The reason to choose this location over COLO's more central coffee bars is range. Usaquén gives the brand space to show the whole idea: Colombian coffees roasted under its own name, filter methods, espresso drinks, bags of beans, cold brew, breakfast, and a longer table rhythm.
Coffee style
COLO's coffee program is built around Colombian lots from Boyacá, Cundinamarca, Valle del Cauca, and other producing regions. The menu and retail offer lean into origin, process, and preparation: espresso for a sharper stop, V60 or Chemex for a slower cup, and beans for visitors who want to take Bogotá's roaster culture home in a more literal way.
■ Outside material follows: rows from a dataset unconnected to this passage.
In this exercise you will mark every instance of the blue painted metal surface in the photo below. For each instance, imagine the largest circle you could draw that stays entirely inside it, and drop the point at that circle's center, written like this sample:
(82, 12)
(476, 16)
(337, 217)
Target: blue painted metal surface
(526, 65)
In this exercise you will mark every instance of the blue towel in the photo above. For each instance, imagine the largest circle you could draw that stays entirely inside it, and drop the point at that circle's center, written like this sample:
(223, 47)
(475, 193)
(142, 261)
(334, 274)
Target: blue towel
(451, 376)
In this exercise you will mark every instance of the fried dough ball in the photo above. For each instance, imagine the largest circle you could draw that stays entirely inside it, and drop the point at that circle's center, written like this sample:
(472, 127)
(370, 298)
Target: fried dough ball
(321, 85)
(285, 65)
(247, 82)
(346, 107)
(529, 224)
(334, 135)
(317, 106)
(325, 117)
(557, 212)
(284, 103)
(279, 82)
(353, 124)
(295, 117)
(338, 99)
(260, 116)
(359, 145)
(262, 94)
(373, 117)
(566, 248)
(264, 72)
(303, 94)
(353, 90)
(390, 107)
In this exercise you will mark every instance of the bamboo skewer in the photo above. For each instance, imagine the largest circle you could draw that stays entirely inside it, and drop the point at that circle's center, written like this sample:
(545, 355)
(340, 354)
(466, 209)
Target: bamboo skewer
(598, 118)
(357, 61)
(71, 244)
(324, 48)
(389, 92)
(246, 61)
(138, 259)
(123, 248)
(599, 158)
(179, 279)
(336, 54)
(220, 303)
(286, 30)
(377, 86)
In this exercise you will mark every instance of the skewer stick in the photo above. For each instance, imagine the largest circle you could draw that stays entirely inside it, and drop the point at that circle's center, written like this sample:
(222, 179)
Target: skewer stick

The best order is a filter coffee first, then a bag from the shelf if the barista's explanation points you toward a producer or process you want to revisit.
What people go for
Food is more than a token add-on here. Breakfast, pastries, carrot cake, yuca waffles, and light meals give the coffee stop enough food range for a late morning or weekend visit. That makes Usaquén a better pick than a bare-bones espresso counter stop. It is also open well into the evening on official hours, which helps travellers fit coffee around museums, markets, or a long north-side lunch.
The feel
The room's strength is that it can handle several kinds of visit without losing its coffee focus. There are tables for laptops, enough design care to make the room feel considered, and a market-neighborhood setting that rewards lingering. Weekends can be busier because Usaquén itself fills up, so the quieter coffee-first move is a weekday morning or early afternoon.
Why COLO Coffee is shortlisted by Filter Notes
COLO belongs on the Bogotá shortlist because it joins scale with a specialty-led coffee program. Cross town for Colombian lots, a roastery-cafe setting, and a retail shelf worth browsing; know before going that the Usaquén room is the one to anchor.